Brooklyn Nine-Nine: Season 5 (All 4)
Back in 2013, Brooklyn Nine-Nine wasted no time in proving that it was one of the funniest shows on TV. Five seasons in and that hasn’t changed, as Dan Goor and Michael Schur’s sitcom never fails to make you laugh with almost every single line of dialogue. The gag rate is nothing short of sensational, something that it’s maintained even over changing set-ups: after Season 4 took us to Florida, Season 5 takes us to prison, following the arrest of Jake and Rosa (who were framed by Hawkins in Season 4). The result is as hilarious as you’d expect – even when you know it’s only a matter of time before they get out, Andy Samberg’s cheesy, yet undeniably competent, cop still finds ways to ramp up the sense of peril and undermine every expectation for giggles. Ramen noodles alone will have you in stitches, while Rosa’s subplot, involving the potentially unfaithful Pimento, is hysterically steamy and silly – the word “flan” has never been funnier.

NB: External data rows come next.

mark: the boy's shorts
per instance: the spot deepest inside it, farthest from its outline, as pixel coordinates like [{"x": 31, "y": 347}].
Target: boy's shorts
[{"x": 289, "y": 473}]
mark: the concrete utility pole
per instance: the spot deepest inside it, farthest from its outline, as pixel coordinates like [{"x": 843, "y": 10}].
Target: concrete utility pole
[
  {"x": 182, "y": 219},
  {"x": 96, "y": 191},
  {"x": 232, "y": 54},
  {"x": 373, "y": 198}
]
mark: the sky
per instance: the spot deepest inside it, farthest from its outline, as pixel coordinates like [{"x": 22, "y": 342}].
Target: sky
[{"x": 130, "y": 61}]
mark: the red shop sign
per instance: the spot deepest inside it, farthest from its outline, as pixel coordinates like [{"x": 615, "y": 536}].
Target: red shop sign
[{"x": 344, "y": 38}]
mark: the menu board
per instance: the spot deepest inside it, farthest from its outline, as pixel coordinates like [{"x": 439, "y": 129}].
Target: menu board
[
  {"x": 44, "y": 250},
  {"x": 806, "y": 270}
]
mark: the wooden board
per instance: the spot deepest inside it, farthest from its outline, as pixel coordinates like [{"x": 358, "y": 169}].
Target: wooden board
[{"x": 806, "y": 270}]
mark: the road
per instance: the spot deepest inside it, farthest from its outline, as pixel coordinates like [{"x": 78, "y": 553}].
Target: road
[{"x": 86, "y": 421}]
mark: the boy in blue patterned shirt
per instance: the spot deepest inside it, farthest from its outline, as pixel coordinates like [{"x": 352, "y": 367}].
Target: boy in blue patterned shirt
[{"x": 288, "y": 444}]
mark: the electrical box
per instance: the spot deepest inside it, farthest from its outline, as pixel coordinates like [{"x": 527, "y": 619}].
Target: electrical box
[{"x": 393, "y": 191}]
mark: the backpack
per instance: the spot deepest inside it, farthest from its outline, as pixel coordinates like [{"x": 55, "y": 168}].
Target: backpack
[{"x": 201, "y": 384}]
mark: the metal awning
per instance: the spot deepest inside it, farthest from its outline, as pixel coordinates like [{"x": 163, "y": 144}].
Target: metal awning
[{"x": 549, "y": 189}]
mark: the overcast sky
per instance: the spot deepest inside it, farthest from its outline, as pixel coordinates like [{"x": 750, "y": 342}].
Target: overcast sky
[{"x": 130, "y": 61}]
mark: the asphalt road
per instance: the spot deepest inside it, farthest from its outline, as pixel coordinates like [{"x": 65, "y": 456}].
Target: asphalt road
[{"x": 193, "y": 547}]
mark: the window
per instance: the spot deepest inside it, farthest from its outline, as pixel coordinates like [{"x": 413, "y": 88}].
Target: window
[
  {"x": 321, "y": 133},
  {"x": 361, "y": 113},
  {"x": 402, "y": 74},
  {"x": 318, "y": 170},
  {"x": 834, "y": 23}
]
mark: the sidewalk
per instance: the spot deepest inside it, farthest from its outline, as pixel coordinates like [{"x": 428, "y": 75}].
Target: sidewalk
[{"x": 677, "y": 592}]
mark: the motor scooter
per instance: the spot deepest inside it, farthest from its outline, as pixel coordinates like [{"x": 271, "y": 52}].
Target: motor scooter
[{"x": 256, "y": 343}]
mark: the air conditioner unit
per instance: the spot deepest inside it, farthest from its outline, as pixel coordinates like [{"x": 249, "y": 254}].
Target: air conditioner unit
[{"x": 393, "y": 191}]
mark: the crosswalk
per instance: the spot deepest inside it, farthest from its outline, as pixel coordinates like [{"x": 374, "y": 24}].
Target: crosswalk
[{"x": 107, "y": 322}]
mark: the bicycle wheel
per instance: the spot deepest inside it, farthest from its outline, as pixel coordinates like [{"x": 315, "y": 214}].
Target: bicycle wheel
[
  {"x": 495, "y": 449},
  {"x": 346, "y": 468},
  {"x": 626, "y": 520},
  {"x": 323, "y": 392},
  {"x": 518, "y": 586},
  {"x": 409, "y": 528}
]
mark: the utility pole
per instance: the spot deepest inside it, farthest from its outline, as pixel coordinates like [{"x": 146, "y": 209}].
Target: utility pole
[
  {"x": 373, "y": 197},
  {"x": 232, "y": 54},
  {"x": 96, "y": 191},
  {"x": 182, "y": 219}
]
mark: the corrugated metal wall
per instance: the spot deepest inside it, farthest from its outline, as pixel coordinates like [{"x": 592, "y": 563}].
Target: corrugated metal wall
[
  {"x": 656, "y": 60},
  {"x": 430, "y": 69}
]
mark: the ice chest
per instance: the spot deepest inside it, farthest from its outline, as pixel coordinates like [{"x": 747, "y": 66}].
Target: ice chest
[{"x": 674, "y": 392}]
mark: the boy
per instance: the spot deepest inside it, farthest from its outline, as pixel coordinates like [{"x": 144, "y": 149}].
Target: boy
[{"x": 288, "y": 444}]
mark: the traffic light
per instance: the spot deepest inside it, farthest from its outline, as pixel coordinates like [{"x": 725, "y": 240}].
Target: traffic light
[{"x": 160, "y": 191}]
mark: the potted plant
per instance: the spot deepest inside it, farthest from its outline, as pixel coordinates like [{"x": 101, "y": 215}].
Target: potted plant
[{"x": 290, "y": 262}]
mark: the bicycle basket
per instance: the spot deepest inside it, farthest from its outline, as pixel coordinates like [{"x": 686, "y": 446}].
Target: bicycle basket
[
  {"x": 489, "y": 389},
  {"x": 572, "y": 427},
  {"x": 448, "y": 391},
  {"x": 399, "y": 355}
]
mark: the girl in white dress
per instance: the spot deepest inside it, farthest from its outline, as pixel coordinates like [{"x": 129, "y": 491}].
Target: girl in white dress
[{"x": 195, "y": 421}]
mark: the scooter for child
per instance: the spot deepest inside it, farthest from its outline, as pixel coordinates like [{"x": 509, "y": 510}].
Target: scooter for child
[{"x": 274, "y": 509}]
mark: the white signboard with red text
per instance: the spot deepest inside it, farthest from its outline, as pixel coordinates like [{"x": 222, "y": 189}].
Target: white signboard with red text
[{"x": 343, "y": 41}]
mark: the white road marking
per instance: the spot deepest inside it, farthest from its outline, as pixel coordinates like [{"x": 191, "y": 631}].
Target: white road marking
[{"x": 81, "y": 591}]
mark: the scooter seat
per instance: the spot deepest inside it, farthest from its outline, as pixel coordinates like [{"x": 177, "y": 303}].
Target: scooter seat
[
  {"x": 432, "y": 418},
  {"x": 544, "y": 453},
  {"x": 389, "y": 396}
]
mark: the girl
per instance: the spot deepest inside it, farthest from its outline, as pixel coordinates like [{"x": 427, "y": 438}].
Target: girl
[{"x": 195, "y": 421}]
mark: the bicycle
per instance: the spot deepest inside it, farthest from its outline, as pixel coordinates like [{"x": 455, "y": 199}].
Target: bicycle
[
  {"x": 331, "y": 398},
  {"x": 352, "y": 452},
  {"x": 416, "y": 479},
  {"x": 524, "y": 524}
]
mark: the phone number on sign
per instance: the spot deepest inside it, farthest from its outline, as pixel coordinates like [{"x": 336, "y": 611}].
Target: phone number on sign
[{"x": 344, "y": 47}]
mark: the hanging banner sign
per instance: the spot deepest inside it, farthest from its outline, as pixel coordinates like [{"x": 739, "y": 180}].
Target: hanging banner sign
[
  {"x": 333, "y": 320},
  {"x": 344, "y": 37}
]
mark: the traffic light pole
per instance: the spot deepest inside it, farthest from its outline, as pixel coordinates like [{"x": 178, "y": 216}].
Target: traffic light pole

All this is held together by the impeccable ensemble cast, with Andre Braugher’s deadpan Captain Holt stealing every scene, as he evaluates Jake’s performance. While squatting, naturally. After years of watching these characters interact and be good at their jobs, the pay-off of each joke never gets old, but it’s testament to how fresh Brooklyn Nine-Nine is that even newcomers can tune in and won’t be able to stop chuckling. Welcome back, Nine-Nine. We missed you.